20 years ago, I woke up to a screaming drill instructor, chaos, mind games, and effectively running everywhere I went. I lived in a green uniform, seeing no other colors but black, green, and brown for months. I swam in 10 foot deep water with 120 pounds of gear, went 3 days and 48 miles of marching on 4 hours of total sleep (and one meal). I didn’t speak with my family for 13 weeks, other than the occasional letter. I ran until I died, and then ran some more. Rifle marksmanship, hand-to-hand combat, history, military legal codes, uniform standard, rappelling, gas chambers, and a multitude of other subjects were drilled into my head, non-stop, and if I should not be sufficient in any given one, I would be held back and given another week on that godforsaken island in South Carolina.
Marine Corps recruit training (boot camp) was the hardest thing I had ever done, and for a long time, I thought it would be the hardest thing I would ever do.
If it was, I wouldn’t be writing to you today.
As luck would have it, becoming a Marine was indeed the hardest thing I had ever done, and my most prideful accomplishment for long after my service had ended. Granted, I knew what was coming when I enlisted. I knew the training schedule, the history, the reputation, and the basics of what was going to happen. I knew when I would be entering the “fleet”, what my role would be, and the exact date of my discharge. I mentally, and physically was able to prepare myself leading up to the date I shipped to Parris Island, leaving my family and everything I knew behind in Ohio to go on this new adventure.
I served for 6 years, 4 on active duty, meeting Megan around the middle of year 5, when I was a reservist. Here presented to me, was a new challenge. She informed me of her condition on our first date. When I asked about a second, she hesitantly said she was being admitted to the hospital, and had to politely decline.
For one reason or another, I didn’t see that as a hindrance.

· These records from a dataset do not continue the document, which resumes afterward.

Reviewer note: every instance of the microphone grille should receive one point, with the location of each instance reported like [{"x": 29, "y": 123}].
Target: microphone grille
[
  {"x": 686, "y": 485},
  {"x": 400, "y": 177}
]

I was intrigued by her regardless, and her having a condition that required hospitalization a few times a year would be no big deal for me, having been deployed 6 months out of any given year.

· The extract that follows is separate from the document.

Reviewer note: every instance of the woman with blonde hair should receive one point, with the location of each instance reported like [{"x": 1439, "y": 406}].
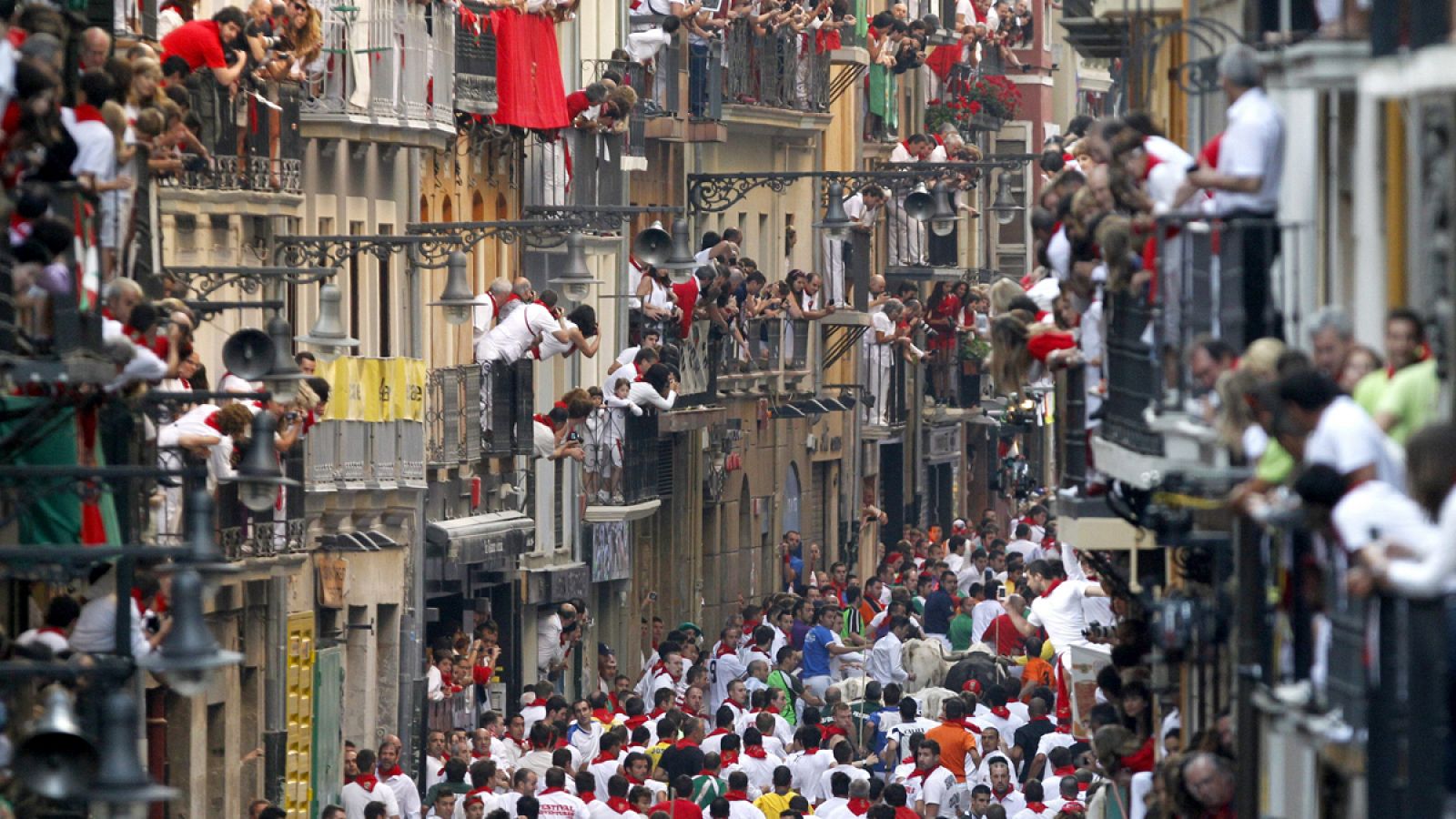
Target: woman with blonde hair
[{"x": 1026, "y": 351}]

I realize now, that unlike the Marine Corps, I wasn’t given a choice to move forward with Megan. I couldn’t quit at any time in the infancy of our relationship, lest I live in constant regret. Fate, rather than free-will, brought us together. As our relationship built, I learned more and more about what I would be a part of, and how difficult it would be, and I marched on unflinchingly. I was drafted into being her boyfriend, fiance, and then husband, whether I wanted to or not. The was no “oath of enlistment”. No ceremonial moments denoting milestones. No ribbons or medals were awarded to service above and beyond the call of duty. Promotion and rank in our relationship was a simple matter of changing titles, with no extra pay, authority, prestige, or responsibility.
I had seen friends die while I was in the Marines. I grieved, of course, but at the same time, there was a sense of honor. They volunteered to be a part of the military. They put in all of the work and determination it took to earn their titles. They sacrificed everything for something they believed in, knowing the risks were great, rewards were intangible and few, and they had choice at the root of the matter.
Megan didn’t have choice. There was, quite literally, nothing she could do but prolong the inevitable. She knew, with almost surety, how she was going to die, and roughly when. The story of Cystic Fibrosis had played out time and again in front of her. Her best friends shared her disease, like an esprit de corps that none of them wanted to partake in, but did nonetheless. She watched friends die, her own brother even, without the sense of honor that I got to attribute to death. At least yearly, a friend would pass away lying in a hospital bed, surrounded by family, after wasting away and not being able to breathe on their own for months.
I didn’t share this bond with her friends. I was healthy and physically a functioning adult. I never knew what it was like to not be able to breathe easily for years, other than 30 minutes in a teargas chamber here and there. I never experienced what it would be like to not be able to have children, or even worse, knowing we could, but shouldn’t. I was an outsider, there to love and take care of my family through all of it, while never actually having to experience it in my own body.
But I experienced it in my soul. When Megan was sick, my heart was sick. When she couldn’t get out of bed, physically, I would carry her downstairs, ensure she was as comfortable as could be, and subconsciously grieve. I never realized it at the time. It presented itself as grumpiness outwardly, but inside, I was sad for yet another loss of function.
I was mourning her death for years, while still doing my best to be a good husband, father, and provider.
And that is the hardest thing I’ve ever done.